Rebecca Maher is no stranger to the NC State Veterinary Hospital. The Durham resident was involved with the development of the hospital’s ethics committee, bringing with her more than 20 years of experience as a clinical ethics consultant.
With a background working in human hospitals, Maher, a licensed clinical social worker who holds a master’s in social work, is excited to bring her knowledge and experience to the veterinary world. She will be working with clients, faculty and staff as part of the NC State Hospital’s family and community services.
What made you want to work in social work?
I originally went into clinical social work to support adults with severe and persistent mental illness being reintroduced to the community. I interned at UNC pediatrics and discovered my love of working in an academic hospital setting, which allows me to engage in meaningful work and indulge in my passion of being a lifelong learner.
What do you do in your role?
I will be working with clients who bring their companion animals here and might benefit from additional support.
I will also be supporting the medical teams who are working through diagnosis and treatment options who might need consultation on navigating the best ways to engage with their clients. I will also be actively involved in supporting the work of the ethics committee.
In each of these roles, I will be focusing on engaging the inherent resiliency of clients, faculty and staff who are focused on providing excellent and compassionate care for the patients here.
What are you most excited about in this role?
I’m feeling very grateful to be joining the team at the NC State Veterinary Hospital. I truly feel honored to work with the individuals who have chosen to stand in courage and work as healers.
At this stage of my career, I’m excited to have the opportunity to share with this community some of the wisdom I have acquired over years of working with patients who cannot speak for themselves, those who are their voice and those who provide care, with a goal of honoring the bond that weaves them all together.
There’s great strength in this community and I hope to be a part of that.
What is your background?
Before coming to NC State, I was a clinical social worker in pediatrics at Duke University Hospital, with time in the newborn intensive care unit and pediatric intensive care unit, in administration and many years on the ethics clinical consult team.
My most recent work at Duke University involved creating a model to help provide real-time support to team members throughout the hospital and clinics, with the goal of helping them cope after their exposure to disruptive and distressing events.
I also taught at the UNC School of Social Work and have done disaster work, focusing on providing crisis and grief counseling to community members and first responders. Post-9/11, I worked with the Red Cross and with the North Carolina Health Department providing support in eastern North Carolina after Hurricane Floyd.
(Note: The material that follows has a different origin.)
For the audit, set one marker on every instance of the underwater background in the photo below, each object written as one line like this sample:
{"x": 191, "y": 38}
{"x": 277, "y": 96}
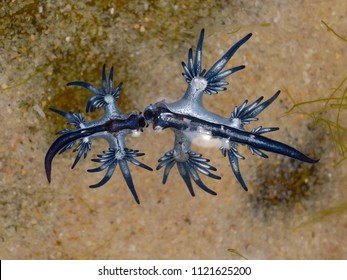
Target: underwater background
{"x": 292, "y": 210}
I also completed North Carolina’s state medical assistant team training and was the team lead of the Duke medical community’s critical incident response team.
My clinical interests include communication of difficult information to surrogate decision makers, supporting medical team resiliency and helping people find meaning in death-related decisions.
What’s something someone would be surprised to learn about you?
Once when navigating a boat in a storm between the mainland and an island in Nova Scotia, where my family had a falling-down farmhouse, I was guided away from the rocks by a dolphin who stayed with me until I was in the clear. I always appreciate being reminded of wonder when connection is made between sentient beings.
When you’re not on campus, where could we find you?
I’m spending time with family, learning to use my newest camera in preparation for a trip to Iceland, bird watching or shell hunting at the coast.
Do you have any pets?
I have a goldendoodle named Tinker and two cats who were my mom’s. Our Norwegian forest cat is named Magge and our Birman is named Boo Radley.
I’ve also had lots of different pets throughout the years with my kids. They run the gamut from tree frogs and lizards to mice and parakeets.
Anything else people should know?
My door is always open. I hope that no one ever feels like they are bothering me. I’d love for anyone and everyone to come by my office.